The cost of constants
Futhark is a high level language (except when it isn’t), and one of the ways in which this manifests is through the availability of a highly optimising compiler that may radically restructure programs. One of the challenges caused by such compilers is that programmers may not have a clear idea of what makes a program efficient - if the compiler rewrites the program, how are we supposed to reason about whether our code is good or not? We can of course benchmark the resulting code and observe the consequences of changes we make, but this is neither a particularly pleasant way of working, nor is it effective when writing library code.
In Futhark, our solution since the beginning has been to define a language-based cost model that specifies asymptotic runtime costs for the various expressions and functions. It is essentially a more precise form of the big-O analysis that most programmers know from conventional studies of algorithms. The cost model then provides us with a way of reasoning abstractly about the performance of our program, and forms the basis for a contract between the programmer and the implementation - the program must behave at least as well as promised by the cost model. Futhark even has a cost model that distinguishes work: the total number of operations; from span: the longest chain of sequential dependencies. This is obviously important for a parallel language, but is actually orthogonal to the issue at hand in this blog post. Instead I will ruminate on how these cost models interact with top level constants, how seemingly benign optimisations may have undesirable consequences, and how maybe sometimes it takes a lot of effort to avoid breaking promises that the recipient may not actually care about.

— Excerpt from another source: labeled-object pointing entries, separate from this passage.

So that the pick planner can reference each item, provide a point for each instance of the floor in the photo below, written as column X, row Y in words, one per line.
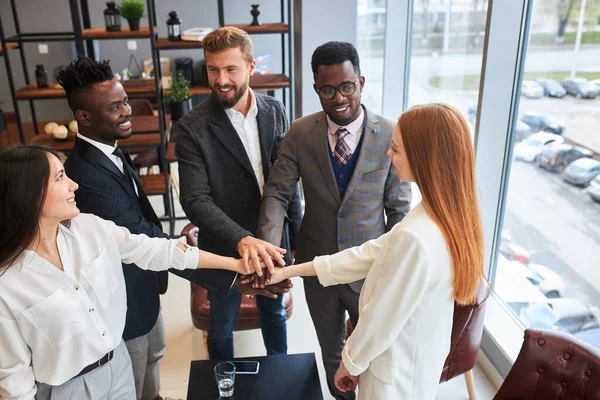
column 184, row 342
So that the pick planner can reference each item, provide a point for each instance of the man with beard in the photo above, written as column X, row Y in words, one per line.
column 110, row 189
column 225, row 148
column 349, row 187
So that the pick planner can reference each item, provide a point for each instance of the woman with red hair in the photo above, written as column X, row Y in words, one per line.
column 415, row 272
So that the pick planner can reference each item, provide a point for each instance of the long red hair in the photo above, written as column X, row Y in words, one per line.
column 441, row 156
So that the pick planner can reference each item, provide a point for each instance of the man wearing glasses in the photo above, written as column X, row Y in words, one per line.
column 349, row 185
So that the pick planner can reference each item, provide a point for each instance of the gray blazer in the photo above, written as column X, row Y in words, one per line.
column 332, row 223
column 219, row 191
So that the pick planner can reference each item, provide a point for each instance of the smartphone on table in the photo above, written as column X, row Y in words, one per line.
column 246, row 367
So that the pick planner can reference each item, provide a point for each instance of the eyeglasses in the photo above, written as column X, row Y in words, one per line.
column 346, row 89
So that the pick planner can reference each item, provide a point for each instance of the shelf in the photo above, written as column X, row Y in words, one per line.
column 55, row 91
column 10, row 46
column 154, row 184
column 124, row 33
column 273, row 27
column 41, row 37
column 166, row 44
column 257, row 82
column 137, row 140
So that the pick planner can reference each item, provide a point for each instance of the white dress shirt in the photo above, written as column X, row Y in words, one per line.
column 54, row 323
column 247, row 130
column 354, row 129
column 108, row 151
column 406, row 308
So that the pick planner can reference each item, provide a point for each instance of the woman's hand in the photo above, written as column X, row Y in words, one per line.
column 344, row 381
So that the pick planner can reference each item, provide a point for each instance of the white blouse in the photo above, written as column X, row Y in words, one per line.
column 54, row 323
column 406, row 307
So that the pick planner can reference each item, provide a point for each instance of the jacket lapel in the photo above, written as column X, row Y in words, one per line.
column 364, row 163
column 87, row 150
column 321, row 145
column 224, row 131
column 265, row 120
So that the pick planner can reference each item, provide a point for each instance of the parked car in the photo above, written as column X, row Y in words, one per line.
column 564, row 314
column 472, row 113
column 551, row 87
column 529, row 149
column 581, row 172
column 580, row 88
column 547, row 281
column 522, row 131
column 594, row 189
column 532, row 90
column 542, row 122
column 556, row 156
column 511, row 250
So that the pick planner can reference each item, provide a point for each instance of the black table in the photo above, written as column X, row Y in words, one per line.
column 280, row 377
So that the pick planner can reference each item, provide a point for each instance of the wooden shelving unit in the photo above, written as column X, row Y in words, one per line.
column 124, row 33
column 9, row 46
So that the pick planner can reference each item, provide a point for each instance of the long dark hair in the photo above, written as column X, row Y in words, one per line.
column 24, row 175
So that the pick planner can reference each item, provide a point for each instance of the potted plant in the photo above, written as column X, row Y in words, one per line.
column 132, row 11
column 178, row 98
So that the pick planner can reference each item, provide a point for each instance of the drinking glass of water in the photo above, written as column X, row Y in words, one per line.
column 225, row 376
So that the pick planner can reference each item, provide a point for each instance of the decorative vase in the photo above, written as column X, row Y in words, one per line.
column 179, row 109
column 255, row 13
column 134, row 24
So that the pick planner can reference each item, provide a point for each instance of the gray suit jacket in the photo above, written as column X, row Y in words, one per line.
column 219, row 191
column 332, row 223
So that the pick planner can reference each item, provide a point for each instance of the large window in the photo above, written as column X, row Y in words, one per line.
column 551, row 227
column 524, row 77
column 446, row 53
column 370, row 29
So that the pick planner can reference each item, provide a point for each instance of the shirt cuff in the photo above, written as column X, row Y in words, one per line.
column 352, row 368
column 323, row 269
column 191, row 254
column 233, row 281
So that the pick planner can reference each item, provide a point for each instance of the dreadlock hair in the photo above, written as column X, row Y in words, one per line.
column 80, row 75
column 332, row 53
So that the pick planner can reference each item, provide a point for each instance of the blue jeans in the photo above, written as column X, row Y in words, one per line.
column 224, row 311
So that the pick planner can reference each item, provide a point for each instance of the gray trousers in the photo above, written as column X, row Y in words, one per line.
column 112, row 381
column 146, row 352
column 328, row 306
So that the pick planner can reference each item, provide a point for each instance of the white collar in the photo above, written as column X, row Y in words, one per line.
column 352, row 128
column 106, row 149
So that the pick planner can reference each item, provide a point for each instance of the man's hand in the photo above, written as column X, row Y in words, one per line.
column 343, row 380
column 270, row 291
column 250, row 249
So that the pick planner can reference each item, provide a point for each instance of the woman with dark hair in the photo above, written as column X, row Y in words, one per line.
column 62, row 291
column 415, row 272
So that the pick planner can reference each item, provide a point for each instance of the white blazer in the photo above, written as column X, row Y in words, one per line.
column 406, row 307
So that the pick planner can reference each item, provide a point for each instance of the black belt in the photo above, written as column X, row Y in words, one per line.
column 107, row 357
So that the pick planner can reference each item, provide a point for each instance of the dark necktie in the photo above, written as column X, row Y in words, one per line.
column 132, row 179
column 127, row 169
column 341, row 152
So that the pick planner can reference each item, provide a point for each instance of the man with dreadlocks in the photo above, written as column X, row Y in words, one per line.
column 110, row 189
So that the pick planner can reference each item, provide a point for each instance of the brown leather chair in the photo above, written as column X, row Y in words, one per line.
column 553, row 365
column 249, row 317
column 467, row 328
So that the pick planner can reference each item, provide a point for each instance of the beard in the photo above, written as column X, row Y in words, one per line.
column 238, row 93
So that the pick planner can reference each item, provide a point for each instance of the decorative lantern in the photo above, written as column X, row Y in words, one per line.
column 174, row 26
column 112, row 19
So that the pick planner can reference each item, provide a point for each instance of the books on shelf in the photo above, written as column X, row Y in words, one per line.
column 195, row 34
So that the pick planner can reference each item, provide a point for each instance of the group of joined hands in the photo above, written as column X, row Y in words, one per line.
column 261, row 272
column 260, row 269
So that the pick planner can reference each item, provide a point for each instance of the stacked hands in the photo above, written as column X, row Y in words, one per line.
column 262, row 272
column 261, row 268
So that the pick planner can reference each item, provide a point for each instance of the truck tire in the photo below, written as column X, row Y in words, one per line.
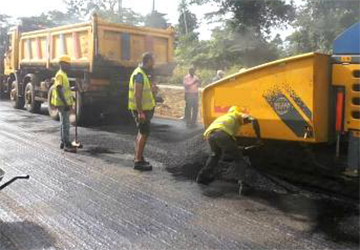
column 31, row 104
column 2, row 88
column 53, row 111
column 18, row 102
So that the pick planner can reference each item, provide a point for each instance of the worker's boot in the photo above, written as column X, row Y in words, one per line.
column 244, row 188
column 69, row 148
column 205, row 177
column 142, row 166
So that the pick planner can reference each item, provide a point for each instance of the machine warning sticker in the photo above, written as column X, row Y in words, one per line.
column 281, row 105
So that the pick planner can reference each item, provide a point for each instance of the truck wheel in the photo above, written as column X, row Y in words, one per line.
column 53, row 111
column 30, row 103
column 18, row 102
column 2, row 89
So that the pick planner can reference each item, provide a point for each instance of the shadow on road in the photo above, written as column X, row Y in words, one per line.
column 24, row 236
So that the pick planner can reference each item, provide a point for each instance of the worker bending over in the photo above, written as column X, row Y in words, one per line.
column 63, row 100
column 221, row 137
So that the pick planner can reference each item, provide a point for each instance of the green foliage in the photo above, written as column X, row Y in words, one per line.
column 188, row 22
column 319, row 22
column 258, row 16
column 4, row 25
column 106, row 9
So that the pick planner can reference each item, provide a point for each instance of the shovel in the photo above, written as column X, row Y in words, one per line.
column 76, row 143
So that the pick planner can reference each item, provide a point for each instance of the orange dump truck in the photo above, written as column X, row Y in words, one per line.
column 103, row 56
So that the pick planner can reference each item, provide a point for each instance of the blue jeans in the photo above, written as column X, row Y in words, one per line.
column 65, row 126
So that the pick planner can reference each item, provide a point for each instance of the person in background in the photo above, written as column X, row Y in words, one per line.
column 191, row 85
column 142, row 104
column 221, row 138
column 62, row 98
column 219, row 75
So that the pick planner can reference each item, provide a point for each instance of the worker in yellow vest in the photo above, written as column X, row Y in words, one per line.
column 141, row 105
column 221, row 137
column 62, row 98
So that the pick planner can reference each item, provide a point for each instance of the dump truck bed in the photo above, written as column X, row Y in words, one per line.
column 96, row 43
column 289, row 97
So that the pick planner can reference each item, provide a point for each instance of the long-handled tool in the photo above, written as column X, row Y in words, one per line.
column 2, row 173
column 76, row 143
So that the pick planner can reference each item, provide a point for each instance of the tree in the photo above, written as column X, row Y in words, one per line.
column 188, row 22
column 4, row 25
column 106, row 9
column 258, row 16
column 318, row 23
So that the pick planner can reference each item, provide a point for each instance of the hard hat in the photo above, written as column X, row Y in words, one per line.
column 65, row 59
column 238, row 112
column 235, row 109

One of Futhark’s least unusual features is that it supports constant value bindings at top level. They look like this:
def physicists_pi = 4.0They behave semantically as you would expect: when they are encountered, they are fully evaluated to a value. The one above is a literal, but value bindings can be arbitrarily complicated. How should this work with Futhark’s execution model for compiled code, which is entirely driven by invoking entry points from external code, and what are the implications for the cost model? It would clearly be very bad to redundantly re-evaluate constants whenever they are used (since they can be expensive). Instead, our solution is to evaluate all top-level constants when a compiled Futhark program is first initialised (technically, when the context object is created). This results in a computational cost that is very real, in that some code takes time to execute, but is invisible to our benchmarking tools. One of my colleagues has a habit of writing parameterless entry points that simply embed their workloads in the code and return some value, which the benchmarking tool will happily run, but of course the cost of invoking such entry points is essentially zero, as the work is done on startup, not when the entry point is accessed. Incidentally, this is why I am a believer in making benchmarks look like real programs, that read input dynamically, as otherwise your results always depend on how bad the compiler is at doing the computation at compile time.

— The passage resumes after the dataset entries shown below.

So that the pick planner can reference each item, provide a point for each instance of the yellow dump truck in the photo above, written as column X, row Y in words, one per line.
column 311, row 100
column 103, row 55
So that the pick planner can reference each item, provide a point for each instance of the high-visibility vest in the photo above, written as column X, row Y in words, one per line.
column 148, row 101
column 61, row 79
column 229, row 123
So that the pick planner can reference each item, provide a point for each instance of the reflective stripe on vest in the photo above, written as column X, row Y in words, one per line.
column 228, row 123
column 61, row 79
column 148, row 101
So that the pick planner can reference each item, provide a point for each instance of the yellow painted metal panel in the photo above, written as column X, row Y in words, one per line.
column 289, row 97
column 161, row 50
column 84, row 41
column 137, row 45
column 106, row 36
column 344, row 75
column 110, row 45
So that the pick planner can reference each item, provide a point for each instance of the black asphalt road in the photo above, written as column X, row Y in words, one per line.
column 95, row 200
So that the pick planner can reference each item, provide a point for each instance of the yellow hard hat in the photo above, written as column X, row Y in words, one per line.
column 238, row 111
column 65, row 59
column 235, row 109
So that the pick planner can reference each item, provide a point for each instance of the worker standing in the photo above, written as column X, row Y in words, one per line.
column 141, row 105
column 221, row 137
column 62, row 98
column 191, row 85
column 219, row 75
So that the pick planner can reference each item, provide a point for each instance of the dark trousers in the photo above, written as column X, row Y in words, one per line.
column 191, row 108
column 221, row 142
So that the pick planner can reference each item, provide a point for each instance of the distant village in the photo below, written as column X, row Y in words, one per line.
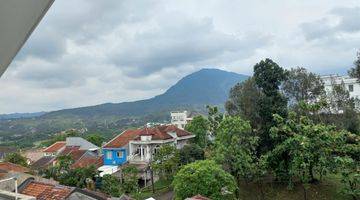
column 135, row 147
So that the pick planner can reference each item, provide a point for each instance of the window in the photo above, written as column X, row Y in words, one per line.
column 109, row 155
column 119, row 154
column 351, row 88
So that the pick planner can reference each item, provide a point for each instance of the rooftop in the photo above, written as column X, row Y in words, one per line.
column 157, row 133
column 55, row 147
column 45, row 191
column 10, row 167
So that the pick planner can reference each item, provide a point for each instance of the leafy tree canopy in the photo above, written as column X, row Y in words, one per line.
column 199, row 126
column 191, row 153
column 16, row 158
column 205, row 178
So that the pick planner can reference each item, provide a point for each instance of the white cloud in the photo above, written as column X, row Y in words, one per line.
column 90, row 52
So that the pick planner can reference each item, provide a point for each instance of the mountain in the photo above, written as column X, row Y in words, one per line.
column 204, row 87
column 193, row 93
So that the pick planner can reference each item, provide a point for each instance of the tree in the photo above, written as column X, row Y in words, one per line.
column 310, row 146
column 350, row 175
column 166, row 161
column 191, row 153
column 355, row 71
column 16, row 158
column 243, row 101
column 268, row 77
column 205, row 178
column 302, row 85
column 235, row 149
column 111, row 186
column 130, row 179
column 214, row 117
column 96, row 139
column 199, row 126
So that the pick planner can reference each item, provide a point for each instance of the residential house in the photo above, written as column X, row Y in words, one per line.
column 180, row 118
column 82, row 152
column 54, row 149
column 46, row 191
column 9, row 170
column 5, row 151
column 138, row 146
column 352, row 85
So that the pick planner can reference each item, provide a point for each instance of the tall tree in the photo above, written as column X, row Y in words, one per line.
column 205, row 178
column 111, row 186
column 310, row 146
column 302, row 85
column 243, row 101
column 235, row 149
column 130, row 179
column 355, row 71
column 214, row 117
column 268, row 77
column 199, row 126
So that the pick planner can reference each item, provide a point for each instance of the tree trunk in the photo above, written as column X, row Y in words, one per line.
column 305, row 192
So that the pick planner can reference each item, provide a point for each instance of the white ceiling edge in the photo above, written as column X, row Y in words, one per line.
column 18, row 19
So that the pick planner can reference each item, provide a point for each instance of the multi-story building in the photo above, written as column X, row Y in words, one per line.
column 352, row 85
column 180, row 118
column 137, row 146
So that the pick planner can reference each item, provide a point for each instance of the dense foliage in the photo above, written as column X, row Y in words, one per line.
column 205, row 178
column 16, row 158
column 191, row 153
column 166, row 161
column 199, row 126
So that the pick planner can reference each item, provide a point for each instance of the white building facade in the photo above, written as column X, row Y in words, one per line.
column 180, row 118
column 352, row 85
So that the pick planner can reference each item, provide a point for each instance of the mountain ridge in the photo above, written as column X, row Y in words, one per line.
column 214, row 84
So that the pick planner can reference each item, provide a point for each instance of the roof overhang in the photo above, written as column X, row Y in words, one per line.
column 18, row 19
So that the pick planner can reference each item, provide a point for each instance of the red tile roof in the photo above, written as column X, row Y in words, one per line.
column 10, row 167
column 123, row 139
column 43, row 162
column 157, row 133
column 69, row 149
column 88, row 160
column 46, row 191
column 55, row 147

Another question is about when it is legal to hoist constant expressions out of function definitions. As an example, imagine that we have a function that binds an expression that does not use any function parameters:
def f x =
let invariant = iota 10
in ...It is clearly valid semantically to move the binding of invariant to the top
level (assuming no uniqueness shenanigans),
but is it also a good idea? By promotion to top-level constants, we change the
number of evaluations of the expression from once every time the function is
called, to exactly once over the lifetime of the program. This is clearly a win
in those cases where the function is called more than once, but the compiler
cannot know when this is the case.
Worse, suppose that the invariant computation produces a large value, such as a big array. Hoisting the computation changes the lifetime of the value from the same as the function activation, to being the same as the program lifetime, as top-level constants are not freed until the program terminates (or in an edge case, after initialisation for those constants that are never used in entry points). Since values are operationally quite physical things that actually occupy computer memory, this seems problematic.
From a cost model perspective, this lifetime question is no issue however, since Futhark’s cost model says nothing about space, only time. The reason for this is that it is not clear what a useful and realistic space cost model would look like, as space usage is often proportional with the amount of exploited parallelism on a concrete machine. The time cost model uses a model of an “infinitely parallel” machine, and bridges the gap to real machines using Brent’s Lemma. This clearly does not work when we want to treat the degree of parallelism as a multiplicative factor.
The nice thing about precision is of course that it also says what you don’t promise, so we could simply point to the absence of a space cost model as a license for the compiler to do whatever it wants. Of course, we have loftier goals for Futhark than to defeat programmers in semantic arguments, so this is not quite satisfactory. As it stands, the compiler has a somewhat unprincipled set of heuristics for when it is OK to hoist things out of functions (and loops!), but it would be nice to eventually put it on a firmer foundation. I think it is in almost all cases best not to automatically hoist invariant code out of entry points, as programmers can manually do this when desirable, but I am unsure whether this would inhibit certain desirable programming techniques.